When I was growing up the prom was just some impossibly glamorous American concept where impossibly glamorous young Americans attended a glittering event which was a million miles away from the end of school disco some of us can vaguely remember.
As such when the proms first started to appear in this country I think, like probably a lot of people, I was somewhat cynical about them. And I was pretty adamant that they would be just a passing fad.
But how wrong I was.
Over the past couple of years I have seen my own children go to proms at the end of their fifth form and sixth form (or in 'new money' Years 11 and 13) and we are all now surely familiar with the sight of hundreds of local teenagers dressing up for these big nights out.

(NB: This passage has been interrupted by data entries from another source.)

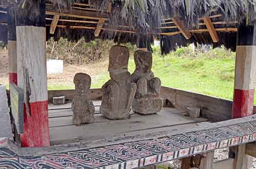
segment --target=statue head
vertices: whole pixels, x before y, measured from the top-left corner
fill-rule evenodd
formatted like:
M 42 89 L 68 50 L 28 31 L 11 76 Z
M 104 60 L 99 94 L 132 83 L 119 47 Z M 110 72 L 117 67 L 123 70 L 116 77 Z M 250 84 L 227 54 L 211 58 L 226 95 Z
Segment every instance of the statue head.
M 78 73 L 74 77 L 75 90 L 78 93 L 86 93 L 91 87 L 92 80 L 89 75 Z
M 127 71 L 129 57 L 129 50 L 127 47 L 117 45 L 111 47 L 110 51 L 109 71 Z
M 136 70 L 143 73 L 149 73 L 152 67 L 152 53 L 144 51 L 136 51 L 134 53 Z

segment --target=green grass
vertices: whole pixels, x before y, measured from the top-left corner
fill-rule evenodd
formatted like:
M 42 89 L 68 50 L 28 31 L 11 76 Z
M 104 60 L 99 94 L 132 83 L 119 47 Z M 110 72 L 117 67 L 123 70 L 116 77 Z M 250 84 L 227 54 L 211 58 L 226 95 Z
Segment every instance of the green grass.
M 194 53 L 187 48 L 184 51 L 164 58 L 157 51 L 154 54 L 152 70 L 161 80 L 162 85 L 232 100 L 235 54 L 222 48 L 206 53 Z M 132 73 L 135 68 L 131 59 L 129 70 Z M 92 88 L 101 87 L 109 79 L 107 72 L 99 75 Z

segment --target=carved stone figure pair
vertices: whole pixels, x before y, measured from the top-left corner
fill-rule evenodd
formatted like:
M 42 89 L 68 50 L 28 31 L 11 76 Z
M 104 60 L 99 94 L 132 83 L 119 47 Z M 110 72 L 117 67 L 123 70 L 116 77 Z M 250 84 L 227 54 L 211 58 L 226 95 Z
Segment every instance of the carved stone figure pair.
M 114 45 L 110 50 L 109 71 L 111 80 L 102 86 L 101 114 L 109 119 L 129 117 L 131 111 L 148 114 L 159 112 L 163 101 L 159 96 L 161 81 L 151 71 L 151 53 L 137 51 L 134 54 L 136 69 L 127 70 L 129 50 Z M 134 99 L 135 98 L 135 99 Z
M 159 96 L 161 81 L 151 71 L 152 54 L 137 51 L 134 54 L 136 69 L 128 71 L 129 50 L 123 46 L 114 45 L 110 52 L 109 71 L 111 79 L 102 87 L 102 99 L 100 111 L 109 119 L 129 117 L 133 110 L 147 114 L 159 112 L 163 101 Z M 74 78 L 75 96 L 72 104 L 75 124 L 92 123 L 94 107 L 87 94 L 91 86 L 91 78 L 79 73 Z M 84 104 L 86 103 L 86 104 Z

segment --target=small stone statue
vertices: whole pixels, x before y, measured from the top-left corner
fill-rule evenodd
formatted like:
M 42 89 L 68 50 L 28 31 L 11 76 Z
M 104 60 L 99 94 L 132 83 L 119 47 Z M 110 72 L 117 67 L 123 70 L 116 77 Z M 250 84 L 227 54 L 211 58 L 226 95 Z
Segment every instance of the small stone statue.
M 87 74 L 78 73 L 75 75 L 75 96 L 71 107 L 73 112 L 73 122 L 75 125 L 81 125 L 82 123 L 94 121 L 94 106 L 87 96 L 91 83 L 91 77 Z
M 102 87 L 100 112 L 109 119 L 129 117 L 136 91 L 127 70 L 129 50 L 123 46 L 114 45 L 110 52 L 109 71 L 111 79 Z
M 134 53 L 136 69 L 132 82 L 137 84 L 137 91 L 132 108 L 139 114 L 153 114 L 161 111 L 163 100 L 159 96 L 161 81 L 151 71 L 152 54 L 143 51 Z

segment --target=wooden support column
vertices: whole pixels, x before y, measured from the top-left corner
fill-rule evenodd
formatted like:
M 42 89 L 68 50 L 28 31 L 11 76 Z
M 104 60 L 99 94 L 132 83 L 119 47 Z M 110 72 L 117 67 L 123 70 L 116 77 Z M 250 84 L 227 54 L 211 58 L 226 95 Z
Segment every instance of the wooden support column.
M 256 69 L 256 28 L 238 26 L 233 118 L 252 115 Z
M 214 168 L 214 151 L 204 154 L 204 158 L 201 161 L 200 169 Z
M 59 21 L 59 15 L 55 15 L 53 16 L 53 19 L 52 19 L 52 23 L 51 23 L 51 27 L 50 27 L 50 33 L 51 34 L 54 34 L 54 32 L 55 32 L 56 27 L 57 27 L 57 25 L 58 24 L 58 21 Z
M 16 15 L 18 85 L 24 90 L 25 102 L 22 146 L 48 147 L 45 1 L 24 3 Z
M 16 7 L 12 4 L 8 5 L 8 66 L 9 83 L 17 84 L 17 46 L 16 38 Z
M 252 115 L 256 66 L 256 26 L 247 26 L 245 21 L 238 26 L 236 56 L 234 88 L 232 117 Z M 229 149 L 234 158 L 233 168 L 248 168 L 251 156 L 246 155 L 246 145 Z

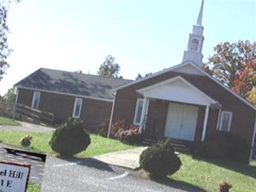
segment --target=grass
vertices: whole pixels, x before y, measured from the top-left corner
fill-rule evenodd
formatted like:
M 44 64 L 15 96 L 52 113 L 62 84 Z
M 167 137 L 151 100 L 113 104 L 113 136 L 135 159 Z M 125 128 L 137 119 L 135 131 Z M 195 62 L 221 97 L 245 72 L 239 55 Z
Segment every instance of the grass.
M 35 184 L 32 182 L 29 182 L 27 192 L 40 192 L 41 191 L 41 186 L 38 184 Z
M 206 191 L 216 191 L 220 182 L 232 185 L 230 191 L 255 191 L 256 163 L 250 167 L 239 166 L 228 163 L 212 163 L 180 154 L 180 169 L 169 178 L 196 186 Z M 218 164 L 218 165 L 217 165 Z
M 3 143 L 8 144 L 19 148 L 31 150 L 32 151 L 54 154 L 49 145 L 52 132 L 28 132 L 22 131 L 3 131 L 0 132 L 0 140 Z M 24 148 L 19 142 L 22 136 L 30 134 L 33 136 L 31 145 L 29 147 Z M 91 134 L 91 144 L 84 151 L 77 155 L 79 157 L 89 157 L 111 152 L 134 148 L 136 147 L 125 145 L 119 141 L 107 139 L 102 136 Z
M 0 125 L 21 126 L 21 124 L 10 118 L 0 116 Z

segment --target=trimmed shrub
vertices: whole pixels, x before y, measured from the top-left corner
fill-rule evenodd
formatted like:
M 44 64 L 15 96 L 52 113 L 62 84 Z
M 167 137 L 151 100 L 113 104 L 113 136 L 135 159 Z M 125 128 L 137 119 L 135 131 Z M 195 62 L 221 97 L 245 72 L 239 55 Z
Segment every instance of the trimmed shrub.
M 32 136 L 28 134 L 22 136 L 20 140 L 20 145 L 23 147 L 27 147 L 31 143 L 31 140 L 33 140 Z
M 127 126 L 125 124 L 125 121 L 124 120 L 118 120 L 112 123 L 111 125 L 111 136 L 113 138 L 116 138 L 116 134 L 117 132 L 120 129 L 123 129 L 124 130 L 127 129 Z
M 175 154 L 171 141 L 167 140 L 145 150 L 140 156 L 140 164 L 150 176 L 163 177 L 178 171 L 181 161 Z
M 205 142 L 199 143 L 194 153 L 201 157 L 247 163 L 250 145 L 230 132 L 218 132 Z
M 108 136 L 108 125 L 109 124 L 109 120 L 105 119 L 102 122 L 97 129 L 97 133 L 102 137 Z
M 137 126 L 131 125 L 128 130 L 120 129 L 116 134 L 116 137 L 124 143 L 140 144 L 142 140 L 141 134 Z
M 219 184 L 218 192 L 228 192 L 232 188 L 232 185 L 227 182 L 221 182 Z
M 83 121 L 68 118 L 53 132 L 49 145 L 61 156 L 71 157 L 86 149 L 91 143 Z

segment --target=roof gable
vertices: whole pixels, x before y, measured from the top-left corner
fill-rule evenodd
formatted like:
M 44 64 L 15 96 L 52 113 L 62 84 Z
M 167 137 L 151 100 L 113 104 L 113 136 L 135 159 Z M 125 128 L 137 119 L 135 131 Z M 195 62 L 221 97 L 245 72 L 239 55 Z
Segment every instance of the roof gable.
M 144 97 L 185 103 L 211 106 L 218 102 L 180 76 L 176 76 L 137 90 Z
M 193 68 L 193 69 L 192 70 L 192 68 Z M 167 73 L 167 72 L 171 72 L 171 71 L 187 73 L 187 74 L 188 74 L 189 72 L 190 71 L 190 72 L 193 72 L 189 73 L 189 74 L 195 74 L 195 73 L 198 73 L 198 74 L 201 74 L 201 76 L 206 76 L 208 78 L 209 78 L 211 80 L 214 81 L 215 83 L 216 83 L 217 84 L 220 85 L 222 88 L 223 88 L 224 90 L 228 91 L 230 93 L 232 94 L 236 97 L 239 99 L 240 100 L 241 100 L 242 102 L 245 103 L 247 106 L 250 106 L 254 111 L 256 111 L 256 107 L 255 106 L 253 106 L 252 103 L 250 103 L 249 101 L 248 101 L 247 100 L 246 100 L 244 98 L 243 98 L 241 96 L 240 96 L 239 94 L 237 94 L 236 92 L 234 92 L 233 90 L 232 90 L 229 88 L 228 88 L 226 86 L 225 86 L 220 81 L 218 81 L 218 79 L 216 79 L 214 77 L 211 76 L 211 75 L 209 75 L 209 74 L 207 74 L 207 72 L 204 71 L 201 68 L 200 68 L 199 67 L 198 67 L 196 65 L 193 64 L 191 61 L 186 62 L 186 63 L 180 63 L 180 64 L 175 65 L 175 66 L 173 66 L 172 67 L 170 67 L 170 68 L 169 68 L 168 69 L 165 69 L 164 70 L 162 70 L 162 71 L 156 72 L 155 74 L 153 74 L 150 76 L 148 76 L 148 77 L 142 78 L 141 79 L 139 79 L 139 80 L 137 80 L 137 81 L 134 81 L 131 82 L 130 83 L 127 83 L 126 84 L 117 87 L 116 88 L 112 89 L 111 90 L 111 92 L 113 92 L 113 93 L 115 93 L 115 92 L 116 92 L 117 90 L 118 90 L 120 89 L 122 89 L 122 88 L 124 88 L 125 87 L 131 86 L 132 84 L 136 84 L 136 83 L 140 83 L 140 82 L 142 82 L 142 81 L 146 81 L 146 80 L 148 80 L 148 79 L 151 79 L 151 78 L 156 77 L 157 76 L 163 75 L 163 74 L 165 74 L 165 73 Z
M 113 100 L 109 90 L 131 82 L 123 79 L 41 68 L 15 84 L 47 92 Z

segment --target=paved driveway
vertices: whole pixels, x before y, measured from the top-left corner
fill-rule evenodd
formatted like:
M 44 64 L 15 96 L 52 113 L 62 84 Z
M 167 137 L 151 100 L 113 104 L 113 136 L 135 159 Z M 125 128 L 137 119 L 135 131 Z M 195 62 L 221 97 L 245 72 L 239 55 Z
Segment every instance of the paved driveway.
M 48 191 L 202 191 L 175 182 L 156 182 L 132 170 L 94 159 L 67 161 L 48 156 L 42 192 Z
M 35 132 L 45 132 L 54 131 L 55 129 L 52 127 L 44 127 L 39 125 L 31 124 L 26 122 L 20 122 L 22 126 L 8 126 L 0 125 L 1 131 L 26 131 Z
M 43 162 L 41 159 L 24 154 L 9 154 L 5 150 L 5 149 L 3 148 L 2 147 L 3 147 L 3 145 L 0 145 L 0 157 L 1 158 L 8 161 L 14 163 L 19 162 L 31 164 L 31 169 L 30 172 L 29 180 L 35 182 L 42 183 L 45 163 Z

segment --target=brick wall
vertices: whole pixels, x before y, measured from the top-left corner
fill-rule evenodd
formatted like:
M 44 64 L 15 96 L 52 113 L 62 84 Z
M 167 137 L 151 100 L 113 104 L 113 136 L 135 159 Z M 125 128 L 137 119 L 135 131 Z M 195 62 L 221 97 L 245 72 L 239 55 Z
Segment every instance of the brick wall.
M 134 116 L 136 102 L 138 98 L 142 98 L 136 90 L 161 82 L 164 80 L 180 76 L 202 92 L 205 93 L 213 99 L 218 100 L 222 105 L 222 109 L 233 113 L 231 132 L 240 136 L 251 144 L 252 141 L 255 111 L 246 105 L 244 102 L 225 90 L 214 81 L 205 76 L 187 74 L 184 73 L 168 72 L 145 81 L 139 82 L 126 88 L 118 90 L 116 93 L 116 102 L 113 113 L 113 120 L 124 119 L 127 124 L 132 124 Z M 151 102 L 150 102 L 151 104 Z M 150 108 L 152 108 L 150 106 Z M 157 108 L 157 107 L 156 107 Z M 156 109 L 160 114 L 162 110 Z M 150 112 L 151 113 L 151 112 Z M 157 112 L 154 112 L 156 115 L 159 115 Z M 204 124 L 205 107 L 200 108 L 198 127 L 196 132 L 196 140 L 200 140 L 202 136 L 202 126 Z M 216 124 L 218 111 L 210 109 L 208 121 L 206 138 L 216 131 Z M 163 115 L 164 116 L 164 115 Z M 199 118 L 199 117 L 198 117 Z M 159 117 L 165 124 L 165 119 Z M 159 123 L 159 127 L 164 127 L 163 122 Z M 163 132 L 163 130 L 161 131 Z
M 19 90 L 18 102 L 31 106 L 33 91 Z M 38 109 L 54 115 L 54 122 L 60 124 L 72 116 L 76 97 L 65 95 L 40 92 Z M 112 102 L 99 100 L 83 99 L 80 118 L 91 132 L 95 132 L 101 122 L 109 119 Z

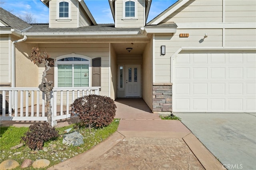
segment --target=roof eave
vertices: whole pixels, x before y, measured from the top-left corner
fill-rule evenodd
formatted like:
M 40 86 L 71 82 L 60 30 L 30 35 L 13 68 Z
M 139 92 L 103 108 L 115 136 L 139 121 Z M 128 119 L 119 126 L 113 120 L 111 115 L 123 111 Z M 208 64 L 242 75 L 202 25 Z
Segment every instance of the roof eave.
M 148 22 L 147 25 L 157 25 L 190 0 L 179 0 Z
M 89 18 L 92 21 L 92 23 L 93 25 L 96 26 L 97 24 L 96 23 L 96 21 L 95 21 L 94 18 L 93 18 L 93 16 L 92 16 L 92 15 L 91 12 L 90 11 L 90 10 L 89 10 L 88 7 L 85 4 L 85 3 L 84 3 L 84 0 L 78 0 L 78 1 L 82 5 L 82 6 L 84 8 L 84 10 L 85 12 L 86 13 L 87 15 L 88 15 L 88 16 L 89 16 Z
M 115 0 L 108 0 L 109 6 L 110 7 L 111 13 L 113 16 L 113 19 L 114 22 L 115 22 Z

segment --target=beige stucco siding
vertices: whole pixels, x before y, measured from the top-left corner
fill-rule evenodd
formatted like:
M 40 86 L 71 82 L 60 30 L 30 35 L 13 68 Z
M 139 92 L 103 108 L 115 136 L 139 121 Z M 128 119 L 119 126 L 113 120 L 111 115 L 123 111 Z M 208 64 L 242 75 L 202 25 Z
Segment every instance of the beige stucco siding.
M 151 110 L 153 109 L 152 42 L 148 43 L 142 56 L 142 98 Z
M 57 13 L 57 1 L 50 1 L 50 27 L 52 28 L 77 28 L 78 27 L 78 1 L 76 0 L 70 0 L 71 4 L 71 16 L 70 20 L 59 20 Z
M 222 4 L 220 0 L 190 1 L 161 23 L 220 22 L 222 21 Z
M 0 85 L 3 83 L 10 83 L 10 59 L 9 53 L 10 47 L 9 36 L 1 35 L 0 36 Z
M 116 3 L 116 27 L 140 27 L 144 25 L 144 6 L 145 2 L 142 0 L 138 0 L 136 2 L 137 14 L 134 19 L 123 20 L 123 2 L 122 0 L 117 0 Z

My two children certainly approached their proms somewhat differently. My daughter planned hers seemingly months ahead and everything had to be right - the dress, the hair, the method of arrival. It was like a military operation - which seems quite apt as people have been known to turn up to these things in tanks (where on earth did they find them)?
By way of a comparison, my son informed me at the end of last week that he had a Year 13 prom he was going to - and it was in 48 hours. There then followed a dramatic scramble in Bath and beyond to try and find a suit for him. You would think this wouldn't be so hard but it seems every school in Bath and Wiltshire is having proms at the moment and every cheap and cheerful suit was already snapped up by sensible people who probably gave their parents more than a day's notice.
Eventually I did find one - literally the last one in the shop hiding behind many bigger sizes - and my son was suitably suited and booted and ready for his prom night.
The fact that it took place on what I ironically would call a school night means I had a bleary-eyed trip to work the following day after picking him up late but I didn't mind because I know he had a great time. And considering the last time we had been out together he had been practically rolling in Glastonbury mud, he didn't half look smart.
Of course, as I eluded to earlier, this is all light years away from when I hung up my chalk board.
I do have that vague memory of that end of school disco but it is so vague it may just be an implanted memory because it would be sad to admit my school days had ended in a whimper rather than a bang.
To be fair though, discos when you are 16 or 18 were pretty stressful affairs. If I was offered the top prize in this week's Euro millions if I revisited the agonising, humiliating moments of the 'last dance at a teenage disco', I would seriously have to think about it. What an ordeal of tension and unfulfilled ambition that could be!
I dare say that similar agonies happened at all our local proms this week but at least most young people faced them after a good meal and in a nice dress or suit.
And life always seems better after being in a tank.